The Claim By Some Companies
Some manufacturers report that they use processing to ensure that the effectiveness problems are avoided. Since the information is still limited, you can’t believe them enough to buy their probiotic or prebiotic products.
The probiotic detail is a crucial one to consider when you come across food that makes that claim. It is better to add your enzymes or probiotics to the dog’s bowl than buy an expensive bag of food that may serve no purpose at all. You can use something like the whole yogurt that has live cultures.
Some commercial dog food manufacturers add taurine for better heart health, and others like chondroitin and glucosamine for joint health. For a long time, taurine has been seen as necessary for cats and dogs because cats have very little power in making it.
In the 1970s, animal nutrition research captured that the cats which did not get the needed taurine levels in their diet develop issues like tooth decay and blindness.
Dogs also experienced taurine deficiency because they depended on rice-lamb diets, vegan and vegetarian diets, low-protein diets, and fiber diets.
Today, many manufacturers add taurine to dog food. It is seen as a good nutrient for excellent heart health since it mitigates any heart infection risks. Some sources even suggest that taurine can take care of health issues like seizures.
Chondroitin And Glucosamine
To include these two ingredients as part of the recipe of a dog’s food is not that straightforward. This is because the FDA is not in the business of regulating the supplements. However, the federal agency will ask questions about a food product that makes wild claims like treating arthritis and such diseases.

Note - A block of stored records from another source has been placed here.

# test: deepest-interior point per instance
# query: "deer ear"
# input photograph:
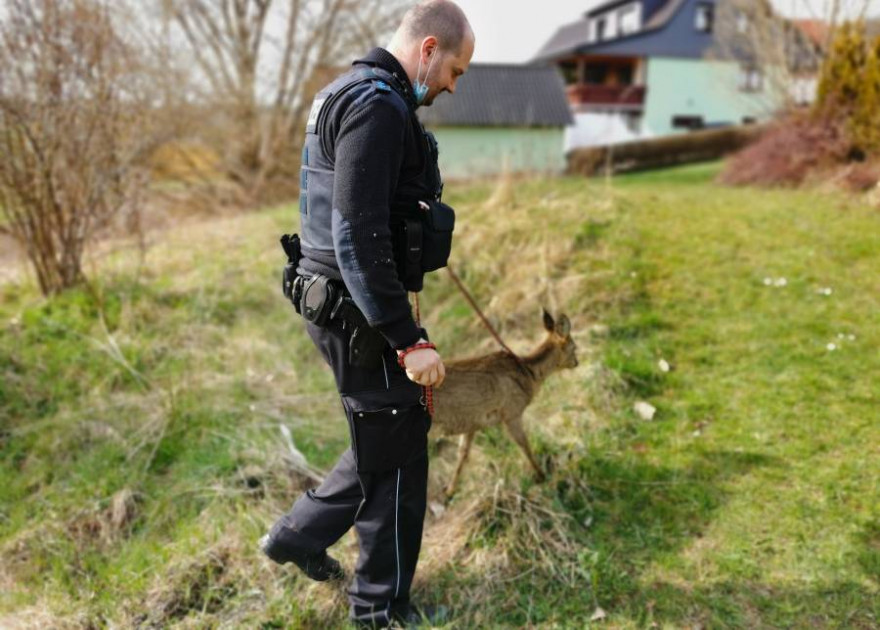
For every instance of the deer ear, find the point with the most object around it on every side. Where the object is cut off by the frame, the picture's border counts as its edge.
(549, 324)
(563, 326)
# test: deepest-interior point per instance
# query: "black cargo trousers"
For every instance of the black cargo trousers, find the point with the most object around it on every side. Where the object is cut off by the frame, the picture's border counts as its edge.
(379, 484)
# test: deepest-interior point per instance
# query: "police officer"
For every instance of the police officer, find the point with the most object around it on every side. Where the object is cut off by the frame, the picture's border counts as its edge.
(373, 223)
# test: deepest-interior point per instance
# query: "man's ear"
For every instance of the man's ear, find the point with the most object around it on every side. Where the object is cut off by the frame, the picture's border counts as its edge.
(549, 324)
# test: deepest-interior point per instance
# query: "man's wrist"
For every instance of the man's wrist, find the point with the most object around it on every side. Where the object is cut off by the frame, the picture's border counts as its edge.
(402, 350)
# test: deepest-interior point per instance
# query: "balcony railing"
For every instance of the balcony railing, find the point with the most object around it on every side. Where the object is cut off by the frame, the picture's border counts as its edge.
(620, 95)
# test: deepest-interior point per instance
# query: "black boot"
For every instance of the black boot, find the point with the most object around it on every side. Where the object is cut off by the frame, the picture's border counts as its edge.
(318, 566)
(412, 617)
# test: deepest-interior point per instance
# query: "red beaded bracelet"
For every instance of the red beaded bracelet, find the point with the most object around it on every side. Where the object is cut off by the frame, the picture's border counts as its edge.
(401, 354)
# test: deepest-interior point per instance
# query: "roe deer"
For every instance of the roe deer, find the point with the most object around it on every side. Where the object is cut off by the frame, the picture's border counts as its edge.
(480, 392)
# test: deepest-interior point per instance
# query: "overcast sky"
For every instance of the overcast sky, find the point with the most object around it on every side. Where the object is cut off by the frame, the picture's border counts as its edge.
(509, 31)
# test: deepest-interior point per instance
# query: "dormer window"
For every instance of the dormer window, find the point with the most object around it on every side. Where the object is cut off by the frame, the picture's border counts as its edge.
(629, 19)
(705, 17)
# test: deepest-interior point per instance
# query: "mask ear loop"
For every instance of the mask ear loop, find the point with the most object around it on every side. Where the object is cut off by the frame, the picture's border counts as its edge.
(418, 82)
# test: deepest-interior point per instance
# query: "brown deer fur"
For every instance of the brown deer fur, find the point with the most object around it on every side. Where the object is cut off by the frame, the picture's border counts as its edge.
(480, 392)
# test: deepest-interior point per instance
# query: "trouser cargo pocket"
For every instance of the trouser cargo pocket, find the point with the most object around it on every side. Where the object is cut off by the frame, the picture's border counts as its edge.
(387, 437)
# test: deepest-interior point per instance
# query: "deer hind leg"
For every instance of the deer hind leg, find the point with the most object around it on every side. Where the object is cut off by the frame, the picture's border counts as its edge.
(518, 433)
(464, 449)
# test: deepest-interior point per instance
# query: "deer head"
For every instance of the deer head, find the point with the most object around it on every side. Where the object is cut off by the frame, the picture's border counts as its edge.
(560, 338)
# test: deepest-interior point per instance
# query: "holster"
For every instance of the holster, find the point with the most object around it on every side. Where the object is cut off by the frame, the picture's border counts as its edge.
(366, 344)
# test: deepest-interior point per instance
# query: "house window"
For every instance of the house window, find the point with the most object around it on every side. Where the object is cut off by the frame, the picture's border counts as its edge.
(705, 17)
(751, 79)
(633, 121)
(596, 73)
(601, 29)
(629, 19)
(688, 122)
(742, 21)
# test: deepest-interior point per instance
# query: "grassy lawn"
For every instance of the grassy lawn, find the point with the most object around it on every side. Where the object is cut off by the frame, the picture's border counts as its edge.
(142, 456)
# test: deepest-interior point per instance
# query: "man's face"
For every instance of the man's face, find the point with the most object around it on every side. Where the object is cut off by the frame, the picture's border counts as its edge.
(447, 69)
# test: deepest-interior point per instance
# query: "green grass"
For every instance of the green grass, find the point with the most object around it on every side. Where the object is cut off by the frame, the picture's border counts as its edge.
(750, 501)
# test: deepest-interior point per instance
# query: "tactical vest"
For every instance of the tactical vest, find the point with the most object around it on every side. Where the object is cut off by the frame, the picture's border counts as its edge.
(421, 238)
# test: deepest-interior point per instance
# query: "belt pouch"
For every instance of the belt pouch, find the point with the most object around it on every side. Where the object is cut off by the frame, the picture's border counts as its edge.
(317, 301)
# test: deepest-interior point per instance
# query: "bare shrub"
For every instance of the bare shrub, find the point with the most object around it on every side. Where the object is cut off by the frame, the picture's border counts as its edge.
(258, 64)
(75, 125)
(789, 152)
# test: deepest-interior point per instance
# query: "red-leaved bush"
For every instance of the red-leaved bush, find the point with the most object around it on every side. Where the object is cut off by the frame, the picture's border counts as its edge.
(789, 152)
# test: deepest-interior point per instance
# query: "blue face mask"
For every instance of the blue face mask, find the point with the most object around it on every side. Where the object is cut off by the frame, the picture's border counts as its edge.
(420, 88)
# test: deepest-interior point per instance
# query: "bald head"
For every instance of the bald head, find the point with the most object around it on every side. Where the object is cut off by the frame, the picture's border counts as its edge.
(435, 36)
(441, 18)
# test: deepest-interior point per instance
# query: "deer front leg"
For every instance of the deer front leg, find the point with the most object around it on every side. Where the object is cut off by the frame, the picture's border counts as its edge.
(518, 433)
(464, 448)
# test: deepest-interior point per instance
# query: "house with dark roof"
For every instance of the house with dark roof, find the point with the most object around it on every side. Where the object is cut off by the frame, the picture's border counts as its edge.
(502, 117)
(643, 68)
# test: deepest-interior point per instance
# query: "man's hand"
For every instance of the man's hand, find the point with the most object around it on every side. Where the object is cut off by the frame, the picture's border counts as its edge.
(425, 367)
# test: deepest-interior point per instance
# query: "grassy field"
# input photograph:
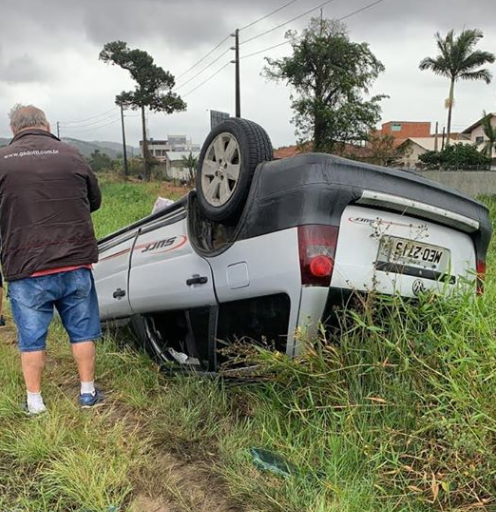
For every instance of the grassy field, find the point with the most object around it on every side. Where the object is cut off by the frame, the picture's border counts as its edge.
(399, 416)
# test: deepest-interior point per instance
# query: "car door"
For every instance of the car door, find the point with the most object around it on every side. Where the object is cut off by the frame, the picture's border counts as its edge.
(166, 273)
(111, 276)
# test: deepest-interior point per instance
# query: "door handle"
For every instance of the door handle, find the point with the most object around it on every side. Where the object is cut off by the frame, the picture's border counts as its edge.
(197, 279)
(118, 294)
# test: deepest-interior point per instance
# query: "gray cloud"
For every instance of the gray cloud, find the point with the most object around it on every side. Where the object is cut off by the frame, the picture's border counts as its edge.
(22, 69)
(57, 42)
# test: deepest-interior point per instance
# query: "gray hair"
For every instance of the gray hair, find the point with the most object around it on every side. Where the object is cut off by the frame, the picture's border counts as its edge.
(27, 116)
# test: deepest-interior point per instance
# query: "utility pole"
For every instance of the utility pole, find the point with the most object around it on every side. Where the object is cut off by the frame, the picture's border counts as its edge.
(237, 73)
(124, 149)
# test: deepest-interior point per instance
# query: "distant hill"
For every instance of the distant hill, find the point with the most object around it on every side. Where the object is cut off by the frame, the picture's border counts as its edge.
(112, 149)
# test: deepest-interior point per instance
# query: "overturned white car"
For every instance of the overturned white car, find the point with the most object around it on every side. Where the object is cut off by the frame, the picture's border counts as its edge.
(263, 247)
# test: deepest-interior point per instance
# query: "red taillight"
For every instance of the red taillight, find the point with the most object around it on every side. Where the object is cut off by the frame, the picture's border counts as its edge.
(317, 246)
(321, 266)
(481, 275)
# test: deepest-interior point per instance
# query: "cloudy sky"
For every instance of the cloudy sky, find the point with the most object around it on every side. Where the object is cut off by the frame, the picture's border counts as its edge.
(49, 57)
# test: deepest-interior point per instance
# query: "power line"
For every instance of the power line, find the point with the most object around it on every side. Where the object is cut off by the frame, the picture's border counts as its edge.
(84, 126)
(265, 50)
(203, 70)
(268, 15)
(208, 79)
(89, 118)
(77, 132)
(203, 58)
(289, 21)
(360, 10)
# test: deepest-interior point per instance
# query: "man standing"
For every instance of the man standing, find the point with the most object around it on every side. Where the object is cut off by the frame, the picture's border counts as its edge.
(2, 320)
(47, 192)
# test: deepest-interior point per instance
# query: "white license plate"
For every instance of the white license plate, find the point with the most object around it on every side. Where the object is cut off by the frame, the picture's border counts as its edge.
(400, 251)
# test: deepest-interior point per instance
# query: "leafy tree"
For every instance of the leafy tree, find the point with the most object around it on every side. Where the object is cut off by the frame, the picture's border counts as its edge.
(153, 86)
(457, 156)
(458, 60)
(190, 162)
(330, 75)
(99, 161)
(490, 133)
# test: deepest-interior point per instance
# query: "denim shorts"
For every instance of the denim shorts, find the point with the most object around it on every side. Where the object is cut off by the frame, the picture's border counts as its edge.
(72, 293)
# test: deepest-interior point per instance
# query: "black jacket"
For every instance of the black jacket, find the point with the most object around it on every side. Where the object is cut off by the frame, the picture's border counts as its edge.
(47, 191)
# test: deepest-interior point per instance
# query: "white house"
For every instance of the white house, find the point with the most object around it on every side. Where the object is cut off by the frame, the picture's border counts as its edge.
(175, 164)
(414, 147)
(476, 133)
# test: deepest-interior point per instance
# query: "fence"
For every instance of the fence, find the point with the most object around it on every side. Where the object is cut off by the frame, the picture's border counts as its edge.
(471, 182)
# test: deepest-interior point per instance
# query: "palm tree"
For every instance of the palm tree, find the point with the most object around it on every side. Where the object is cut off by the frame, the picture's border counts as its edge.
(458, 59)
(490, 133)
(190, 162)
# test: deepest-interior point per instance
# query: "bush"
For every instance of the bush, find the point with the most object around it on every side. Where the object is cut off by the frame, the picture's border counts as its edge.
(456, 156)
(408, 390)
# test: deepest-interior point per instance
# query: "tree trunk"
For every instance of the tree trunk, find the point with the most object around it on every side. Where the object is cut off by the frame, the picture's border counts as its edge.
(146, 153)
(451, 100)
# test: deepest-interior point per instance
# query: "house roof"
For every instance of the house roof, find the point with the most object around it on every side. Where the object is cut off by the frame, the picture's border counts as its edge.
(471, 128)
(429, 143)
(178, 155)
(287, 152)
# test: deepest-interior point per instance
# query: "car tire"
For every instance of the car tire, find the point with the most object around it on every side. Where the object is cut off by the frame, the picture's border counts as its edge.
(228, 159)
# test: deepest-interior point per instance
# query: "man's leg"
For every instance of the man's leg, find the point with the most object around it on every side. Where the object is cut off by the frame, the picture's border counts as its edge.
(33, 364)
(79, 313)
(2, 321)
(32, 310)
(85, 354)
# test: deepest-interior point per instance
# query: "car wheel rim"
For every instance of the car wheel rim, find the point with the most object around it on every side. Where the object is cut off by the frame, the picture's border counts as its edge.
(221, 169)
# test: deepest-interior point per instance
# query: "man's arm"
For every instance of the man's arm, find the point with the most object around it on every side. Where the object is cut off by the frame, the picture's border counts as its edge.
(94, 193)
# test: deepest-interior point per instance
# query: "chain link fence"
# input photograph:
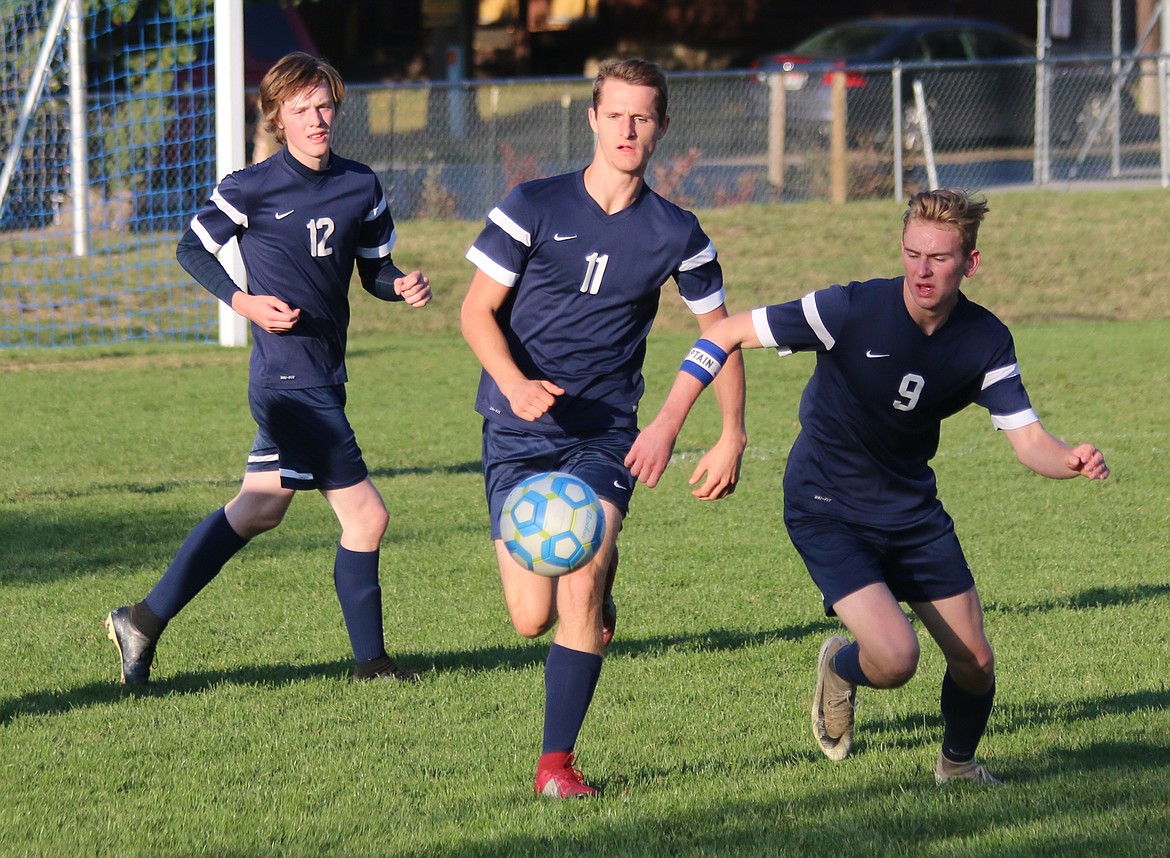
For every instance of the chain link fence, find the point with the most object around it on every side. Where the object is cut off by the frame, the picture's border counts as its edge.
(454, 150)
(743, 137)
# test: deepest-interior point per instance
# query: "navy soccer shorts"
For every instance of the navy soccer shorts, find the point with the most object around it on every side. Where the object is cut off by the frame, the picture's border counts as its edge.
(919, 563)
(598, 458)
(305, 436)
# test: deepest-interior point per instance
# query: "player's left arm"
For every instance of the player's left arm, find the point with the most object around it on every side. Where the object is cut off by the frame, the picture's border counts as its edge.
(385, 281)
(651, 452)
(721, 464)
(1040, 451)
(376, 268)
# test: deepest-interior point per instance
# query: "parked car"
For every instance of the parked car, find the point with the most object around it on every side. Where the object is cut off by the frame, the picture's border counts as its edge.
(978, 79)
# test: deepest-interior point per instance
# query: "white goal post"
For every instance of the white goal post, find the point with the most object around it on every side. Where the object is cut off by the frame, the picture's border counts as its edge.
(229, 150)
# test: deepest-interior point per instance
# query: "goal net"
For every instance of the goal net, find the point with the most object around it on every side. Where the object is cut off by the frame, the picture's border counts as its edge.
(107, 128)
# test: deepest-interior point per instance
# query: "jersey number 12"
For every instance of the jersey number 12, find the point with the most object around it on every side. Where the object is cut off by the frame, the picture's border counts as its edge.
(319, 231)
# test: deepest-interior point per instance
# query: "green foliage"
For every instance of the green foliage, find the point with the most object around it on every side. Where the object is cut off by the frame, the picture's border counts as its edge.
(254, 742)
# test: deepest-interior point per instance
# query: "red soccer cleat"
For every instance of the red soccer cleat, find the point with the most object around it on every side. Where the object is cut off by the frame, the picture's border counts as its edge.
(556, 777)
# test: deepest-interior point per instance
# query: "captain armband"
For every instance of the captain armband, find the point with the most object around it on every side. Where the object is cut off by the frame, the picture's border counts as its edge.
(704, 361)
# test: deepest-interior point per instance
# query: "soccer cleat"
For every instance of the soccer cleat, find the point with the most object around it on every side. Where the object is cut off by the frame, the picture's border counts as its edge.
(556, 777)
(970, 771)
(137, 651)
(832, 705)
(387, 672)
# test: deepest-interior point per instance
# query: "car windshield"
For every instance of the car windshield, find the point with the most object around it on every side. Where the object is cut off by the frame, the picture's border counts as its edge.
(844, 41)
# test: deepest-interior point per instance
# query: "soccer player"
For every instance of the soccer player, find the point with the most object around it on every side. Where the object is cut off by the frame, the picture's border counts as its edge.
(302, 218)
(568, 282)
(894, 357)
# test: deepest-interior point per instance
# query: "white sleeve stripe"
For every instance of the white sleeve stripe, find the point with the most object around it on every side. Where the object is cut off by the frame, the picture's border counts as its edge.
(1017, 420)
(812, 316)
(290, 474)
(700, 259)
(378, 210)
(510, 226)
(999, 375)
(711, 302)
(491, 268)
(379, 251)
(236, 217)
(763, 330)
(205, 238)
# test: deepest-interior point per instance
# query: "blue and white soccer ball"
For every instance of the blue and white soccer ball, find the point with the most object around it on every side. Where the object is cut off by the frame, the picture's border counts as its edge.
(552, 523)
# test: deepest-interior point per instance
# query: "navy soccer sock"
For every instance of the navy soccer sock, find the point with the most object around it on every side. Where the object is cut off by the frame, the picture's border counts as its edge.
(570, 678)
(847, 665)
(211, 543)
(964, 719)
(356, 578)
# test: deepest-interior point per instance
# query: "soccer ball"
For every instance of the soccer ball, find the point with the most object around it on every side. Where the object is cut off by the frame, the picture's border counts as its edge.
(552, 523)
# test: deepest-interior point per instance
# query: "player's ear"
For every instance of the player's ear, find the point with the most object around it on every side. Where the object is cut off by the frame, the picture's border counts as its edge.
(662, 127)
(970, 263)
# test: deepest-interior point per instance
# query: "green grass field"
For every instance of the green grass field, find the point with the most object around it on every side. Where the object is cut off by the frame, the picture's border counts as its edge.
(254, 742)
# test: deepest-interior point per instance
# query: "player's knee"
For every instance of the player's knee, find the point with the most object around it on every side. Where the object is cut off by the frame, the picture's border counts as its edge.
(529, 626)
(250, 520)
(896, 663)
(975, 666)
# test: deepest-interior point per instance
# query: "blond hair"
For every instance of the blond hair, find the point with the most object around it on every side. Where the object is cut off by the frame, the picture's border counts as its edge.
(293, 74)
(637, 73)
(951, 208)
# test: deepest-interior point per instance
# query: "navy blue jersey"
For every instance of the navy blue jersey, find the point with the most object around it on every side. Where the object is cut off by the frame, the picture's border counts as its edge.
(300, 233)
(585, 289)
(872, 410)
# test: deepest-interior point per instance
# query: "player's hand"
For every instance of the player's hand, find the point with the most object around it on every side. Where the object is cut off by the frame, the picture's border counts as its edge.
(530, 398)
(651, 453)
(721, 465)
(268, 311)
(414, 288)
(1088, 461)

Investigators and vets say that if you want to give chondroitin and glucosamine in sufficient doses, you will have to make the dog eat more than it can in one sitting. So, the best thing is to purchase the supplement online or from the nearby drugstore. As you buy, ensure that you pick the products from a reputable company. Do not trust any company quickly, and ensure that you do your research.
Many other additives are present in dog foods, but those are included based on a dog’s size, age, or exceptional circumstances. For example, docosahexaenoic acid (DHA) can be added to puppy food to help brain development.
As you look at the label containing ingredient details, you should try avoiding, if you can, vague or unnamed ingredients, added sweeteners, artificial preservatives, and colors, digests, added sweeteners, and meat by-products.
Many owners will be delighted and excited about a food bag that has the label complete and balanced. If they don’t think about the individual ingredients and their contribution to their dogs’ nutrition, they may end up reducing the lifespan of their furry canine friends.
On the flip side, there are serious dog lovers and owners who demand quality food for their dogs. Apart from reading labels and checking ingredients, they also do background checks on companies and compare the percentage values. They do not fall for the complete-and-balance label as they want the best for their canines.
Other owners and enthusiasts who are skeptical about commercial dog food will opt out. Instead, they will go for raw or homemade diets because they can monitor and control all the ingredients that the dog consumes. The other reason is that they don’t like pet foods.
You are free to choose whichever feeding method you want. However, you should first educate yourself and get all the info you can on canine nutrition. You need to understand the specific needs of your dog (because breeds are different).
If you go for dog food recipes to prepare at home, do not forget that the end goal is to provide nutritiously healthful meals. Master the dog’s digestive system and then get along with the feeding business.